For the present generation, these are the days that will be referred to as the good old days 25 years from now.

Strange isn't it? 


Between the ages of about 15 and 30, human beings are in their prime, and those are the most enjoyable years of their lives ,and hence those become the benchmark for ' THE  GOOD OLD DAYS'.

However, paradoxically speaking, they are good days and some of the toughest as well.

You're finishing school, thinking of college and what next.

If your smart and ambitious , you have some plans in place if not it's  let's see' when asked about what your plans were!

It's also the age when one is maturing physically, mentally and emotionally and those are additional challenges to cope with.

Then comes the job search and the quest for a suitable opening followed by looking for what one hopes is the correct life partner and then the wedding tension &fun.

Before you know it there are kids inbtoe and all at once from ' baba and baby' you are ' sahib and memsahib'!

And then you are refered to as ' that middle aged couple'.

Time flies over us and leaves it's shadow behind.

Saturday, 18 June 2022

Early morning ....

 Ever wonder why ducks often swim so fast. Fish too!.

Even in a tank.

Nothing to do 

Nowhere to go.

No plans for the weekend 

Silly thoughts I know

But they enter my brain

And get me thinking .

Moths too

Near the lake this morning 

Determined to enter my ears, mouth and nostrils

Actually only the left nostril

My nose is crooked you see

So the right one  would be 

A bit of a squeeze.

One did enter 

And set me off on a sneezing frenzy.

Morning walkers backed off

Suddenly moved to the grassy patch

Pretending to pluck flowers

From overhanging boughs !! 

Covid still scares doesn't it?

Then there are those paid to walk dogs

Standing and chatting on their phones 

While the poor cannines whine to move.

I need to go home.

Thursday, 16 June 2022

THANK YOU

 A thought for the day …….

Thank you, is a phrase that many of us probably use daily.

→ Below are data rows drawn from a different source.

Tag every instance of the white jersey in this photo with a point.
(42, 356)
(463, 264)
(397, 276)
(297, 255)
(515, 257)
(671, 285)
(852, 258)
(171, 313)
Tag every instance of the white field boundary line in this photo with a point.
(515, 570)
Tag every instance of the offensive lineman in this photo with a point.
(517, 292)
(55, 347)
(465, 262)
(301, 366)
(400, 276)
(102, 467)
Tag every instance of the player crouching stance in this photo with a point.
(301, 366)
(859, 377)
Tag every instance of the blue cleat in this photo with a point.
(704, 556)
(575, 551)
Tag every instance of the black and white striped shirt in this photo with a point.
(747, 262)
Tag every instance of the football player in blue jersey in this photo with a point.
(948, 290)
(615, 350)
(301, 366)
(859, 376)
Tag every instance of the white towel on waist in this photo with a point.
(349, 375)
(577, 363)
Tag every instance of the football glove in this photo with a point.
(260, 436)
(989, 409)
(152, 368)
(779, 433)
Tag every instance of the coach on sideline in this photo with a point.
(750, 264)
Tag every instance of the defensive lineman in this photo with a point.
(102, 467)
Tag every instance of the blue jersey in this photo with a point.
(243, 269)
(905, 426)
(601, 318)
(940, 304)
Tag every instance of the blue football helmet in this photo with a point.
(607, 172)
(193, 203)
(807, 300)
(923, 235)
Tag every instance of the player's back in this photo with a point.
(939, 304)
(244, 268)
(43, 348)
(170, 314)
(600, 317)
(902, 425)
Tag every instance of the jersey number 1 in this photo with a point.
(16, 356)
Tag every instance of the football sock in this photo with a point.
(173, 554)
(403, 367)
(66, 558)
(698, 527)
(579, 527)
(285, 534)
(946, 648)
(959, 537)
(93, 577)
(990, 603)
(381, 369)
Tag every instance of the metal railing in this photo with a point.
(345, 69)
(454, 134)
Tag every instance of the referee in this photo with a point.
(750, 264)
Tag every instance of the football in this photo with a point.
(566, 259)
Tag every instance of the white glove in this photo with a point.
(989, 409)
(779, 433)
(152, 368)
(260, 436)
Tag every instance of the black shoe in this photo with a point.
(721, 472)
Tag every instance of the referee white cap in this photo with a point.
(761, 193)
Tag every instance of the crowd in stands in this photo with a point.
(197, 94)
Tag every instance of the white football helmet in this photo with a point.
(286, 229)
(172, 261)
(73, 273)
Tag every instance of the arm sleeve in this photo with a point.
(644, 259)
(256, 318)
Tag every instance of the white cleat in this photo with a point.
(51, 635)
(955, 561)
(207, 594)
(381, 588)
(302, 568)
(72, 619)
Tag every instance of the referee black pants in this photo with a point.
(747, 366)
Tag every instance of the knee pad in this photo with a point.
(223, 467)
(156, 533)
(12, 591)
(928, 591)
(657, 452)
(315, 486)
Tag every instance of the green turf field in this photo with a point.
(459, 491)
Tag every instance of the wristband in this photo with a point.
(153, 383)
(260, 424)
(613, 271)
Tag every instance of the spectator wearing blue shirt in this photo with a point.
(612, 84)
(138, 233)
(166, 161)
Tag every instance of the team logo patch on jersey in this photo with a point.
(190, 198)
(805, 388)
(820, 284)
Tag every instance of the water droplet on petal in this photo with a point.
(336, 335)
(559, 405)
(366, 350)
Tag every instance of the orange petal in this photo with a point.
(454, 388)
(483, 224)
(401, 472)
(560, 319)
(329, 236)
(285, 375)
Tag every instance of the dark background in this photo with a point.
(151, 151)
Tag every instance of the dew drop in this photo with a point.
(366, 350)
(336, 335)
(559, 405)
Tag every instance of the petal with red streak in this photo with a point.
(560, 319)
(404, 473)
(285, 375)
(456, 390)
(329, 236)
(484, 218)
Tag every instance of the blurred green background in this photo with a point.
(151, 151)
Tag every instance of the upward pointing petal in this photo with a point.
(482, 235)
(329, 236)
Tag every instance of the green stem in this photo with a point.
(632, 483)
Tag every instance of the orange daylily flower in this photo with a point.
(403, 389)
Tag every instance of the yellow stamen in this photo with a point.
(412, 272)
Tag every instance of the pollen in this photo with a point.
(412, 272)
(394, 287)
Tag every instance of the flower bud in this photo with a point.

However, of late, it seems to be going out of style, or to put this in the right context – is being used insufficiently.

Here is the thing- Are we using it enough, or should we be doing much better?

It is often the unsung heroes and the tireless blue-collar workers, who end up getting the least thanks although they deserve it the most.

There are others too who could do with being thanked more often! Parents, children, family, colleagues & friends. Not too sure what actually comes in the way?

 Is it embarrassment, a couldn’t care less attitude or just plain absentmindedness?  

 Is it due to the fast pace of life we are leading?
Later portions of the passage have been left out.